Learning History While Making Memories

The prairie winds of Oklahoma were blowing, as the third grade students of Jones Elementary got a little taste of history in their re-creation of the Oklahoma Land Run on Monday morning. Every year Mr. Jack Brooks and his wife, Wynona Brooks, open the doors of their historic home, the C.G. Jones Farmstead, to allow bus loads of children to experience the past first-hand.

The Farmstead

Jack and Wynona Brooks standing outside the historic C.G. Jones Farmstead, which the couple restored in the early 2000’s.

Mr. and Mrs. Brooks acquired the property in 1994, but did not know it’s historical significance until many years later. When long-time tenants moved out of the home, the Brooks began making plans to tear it down. At that time, the house was a muddled mess, with several patchwork additions that made the exterior of the home an eyesore. Inside, the conditions were worse, with erratic electrical lines running askew in the interior of the home, and many other safety concerns. Mrs. Brooks says that the stairwell is what changed her mind. “When I came in and looked at the stairwell, I thought, I can’t destroy this house.” They began to dig into the history of the home, and discovered that it was originally owned by Mr. C.G. Jones, the founder and namesake of our town. “We decided that this house has got too much history,” stated Mrs. Brooks, and their renovations began shortly afterward.

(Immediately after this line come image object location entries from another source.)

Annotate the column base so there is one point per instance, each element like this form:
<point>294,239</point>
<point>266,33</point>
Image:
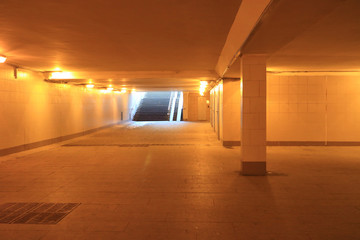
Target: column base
<point>253,168</point>
<point>231,143</point>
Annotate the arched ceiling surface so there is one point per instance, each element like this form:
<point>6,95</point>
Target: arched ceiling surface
<point>308,35</point>
<point>96,36</point>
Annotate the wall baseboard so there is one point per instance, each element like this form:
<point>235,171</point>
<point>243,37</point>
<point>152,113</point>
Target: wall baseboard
<point>24,147</point>
<point>311,143</point>
<point>297,143</point>
<point>230,143</point>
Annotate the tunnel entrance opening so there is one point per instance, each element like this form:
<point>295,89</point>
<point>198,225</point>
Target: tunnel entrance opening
<point>160,106</point>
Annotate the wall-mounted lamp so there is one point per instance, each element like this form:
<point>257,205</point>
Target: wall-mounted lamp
<point>2,59</point>
<point>110,88</point>
<point>202,89</point>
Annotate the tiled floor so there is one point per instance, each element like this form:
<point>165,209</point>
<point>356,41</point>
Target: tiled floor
<point>183,185</point>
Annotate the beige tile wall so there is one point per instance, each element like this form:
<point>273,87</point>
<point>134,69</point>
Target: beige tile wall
<point>313,108</point>
<point>32,110</point>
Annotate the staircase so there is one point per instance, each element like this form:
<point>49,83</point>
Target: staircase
<point>153,107</point>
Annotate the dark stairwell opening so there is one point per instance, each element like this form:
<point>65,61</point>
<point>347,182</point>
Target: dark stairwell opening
<point>160,106</point>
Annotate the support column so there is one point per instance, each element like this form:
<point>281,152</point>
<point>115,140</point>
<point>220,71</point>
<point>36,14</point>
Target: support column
<point>231,112</point>
<point>253,117</point>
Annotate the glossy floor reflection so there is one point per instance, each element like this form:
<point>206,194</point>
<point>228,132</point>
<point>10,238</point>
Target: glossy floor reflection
<point>175,181</point>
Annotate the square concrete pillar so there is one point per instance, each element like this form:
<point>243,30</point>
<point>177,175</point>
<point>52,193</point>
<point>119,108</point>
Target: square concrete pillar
<point>253,114</point>
<point>231,113</point>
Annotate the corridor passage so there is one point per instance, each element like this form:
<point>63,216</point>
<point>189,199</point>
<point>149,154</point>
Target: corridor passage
<point>162,180</point>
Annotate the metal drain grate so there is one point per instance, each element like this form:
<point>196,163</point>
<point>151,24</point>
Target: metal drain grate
<point>35,213</point>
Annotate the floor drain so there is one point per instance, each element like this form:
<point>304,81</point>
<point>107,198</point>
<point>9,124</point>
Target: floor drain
<point>35,213</point>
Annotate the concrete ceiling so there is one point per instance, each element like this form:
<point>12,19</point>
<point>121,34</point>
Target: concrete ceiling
<point>307,35</point>
<point>118,38</point>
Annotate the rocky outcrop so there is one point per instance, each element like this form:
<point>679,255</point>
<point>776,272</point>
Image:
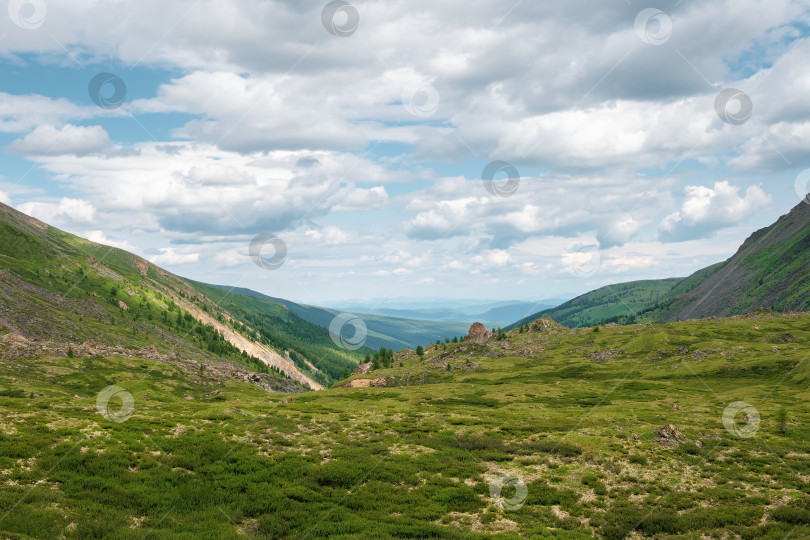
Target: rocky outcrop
<point>478,333</point>
<point>669,436</point>
<point>258,350</point>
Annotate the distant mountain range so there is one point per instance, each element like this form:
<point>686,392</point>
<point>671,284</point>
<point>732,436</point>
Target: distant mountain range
<point>61,291</point>
<point>491,313</point>
<point>770,270</point>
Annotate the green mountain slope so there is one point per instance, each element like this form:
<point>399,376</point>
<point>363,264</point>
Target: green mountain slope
<point>613,303</point>
<point>65,291</point>
<point>770,270</point>
<point>383,331</point>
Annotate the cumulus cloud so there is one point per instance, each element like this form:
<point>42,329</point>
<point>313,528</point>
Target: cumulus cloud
<point>707,209</point>
<point>70,139</point>
<point>272,125</point>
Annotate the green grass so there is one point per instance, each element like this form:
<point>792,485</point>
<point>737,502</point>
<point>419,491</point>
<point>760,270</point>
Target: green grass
<point>419,460</point>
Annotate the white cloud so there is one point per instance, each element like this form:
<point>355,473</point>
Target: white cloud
<point>99,237</point>
<point>76,140</point>
<point>169,256</point>
<point>707,209</point>
<point>67,210</point>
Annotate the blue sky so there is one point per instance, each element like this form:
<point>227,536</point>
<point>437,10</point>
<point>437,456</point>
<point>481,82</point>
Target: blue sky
<point>362,148</point>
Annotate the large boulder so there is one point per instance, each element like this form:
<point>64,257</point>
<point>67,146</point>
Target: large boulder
<point>478,333</point>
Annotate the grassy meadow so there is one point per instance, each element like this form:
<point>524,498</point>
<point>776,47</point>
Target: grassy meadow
<point>547,433</point>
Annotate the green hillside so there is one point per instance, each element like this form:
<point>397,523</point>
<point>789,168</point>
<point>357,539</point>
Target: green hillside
<point>67,291</point>
<point>390,332</point>
<point>770,270</point>
<point>544,433</point>
<point>613,303</point>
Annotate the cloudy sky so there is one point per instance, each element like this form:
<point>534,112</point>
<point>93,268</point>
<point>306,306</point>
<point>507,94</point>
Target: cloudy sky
<point>463,148</point>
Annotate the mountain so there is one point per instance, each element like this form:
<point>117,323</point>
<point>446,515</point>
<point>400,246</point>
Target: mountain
<point>770,270</point>
<point>390,331</point>
<point>491,313</point>
<point>60,292</point>
<point>622,432</point>
<point>622,300</point>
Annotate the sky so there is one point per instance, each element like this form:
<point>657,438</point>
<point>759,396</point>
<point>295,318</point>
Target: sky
<point>321,151</point>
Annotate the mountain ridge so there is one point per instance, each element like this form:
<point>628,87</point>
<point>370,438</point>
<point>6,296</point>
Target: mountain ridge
<point>770,269</point>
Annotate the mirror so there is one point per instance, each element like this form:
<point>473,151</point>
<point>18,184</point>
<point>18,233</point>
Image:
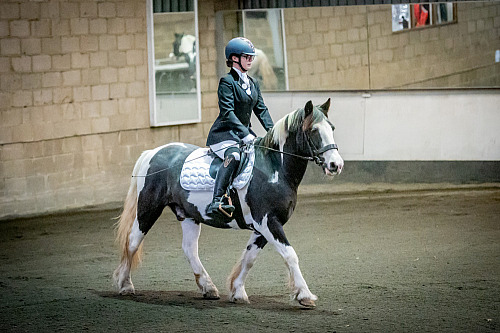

The process of renovating the 1907 farmhouse was very tedious, as they stripped off all the non-original layers of the home to find the original bones underneath. They found old bricks around the farm that say “Chandler OT” which are original statehood bricks. When going through the process to certify the home with Oklahoma Historical Preservation Society, the Chairman asked Mrs. Brooks, “What do you want to do with this place?” Her response was simple. “My dream is to see the kids have a land run.” The renovations were completed in 2001, and the land run tradition began just a few years later.

Third Grade Land Run

Now, in one of the greatest traditions our community offers to the students of Jones, third grade Longhorns look forward to the field trip to the Jones Farmstead every year. The Brooks family and members of the Jones Historical Society share the story of C.G. Jones and let them participate in a bona fide re-creation of the land run.

Students come dressed in period clothing, carting their covered wagons and sack lunches. They line up along the white picket fence and await the call to stake their claim. This historic re-creation even includes a few Sooners (aka cheaters) who jump their claim early. Once they’ve found their land, the students take their property markers to the “land office” to acquire a deed. The best part, the deeds are replicas of the certificates issued to real homesteaders back in 1889.

This event is not only special to the Brooks family, but other Jones residents as well. John McEwen’s family has been a part of the Jones community since the land run. His great grandfather was a homesteader, and their family’s original claim was near 122nd and Hogback, just across the river. He was able to bring his great grandson, Trae McEwen, a fourth grader at Jones Elementary, to the event this year. The McEwens can count back seven generations of their family that have resided in Jones.

John McEwen with his great grandson, Trae McEwen, enjoying the festivities together. Their family can trace their heritage back to the land run, counting seven generations of McEwens in Jones.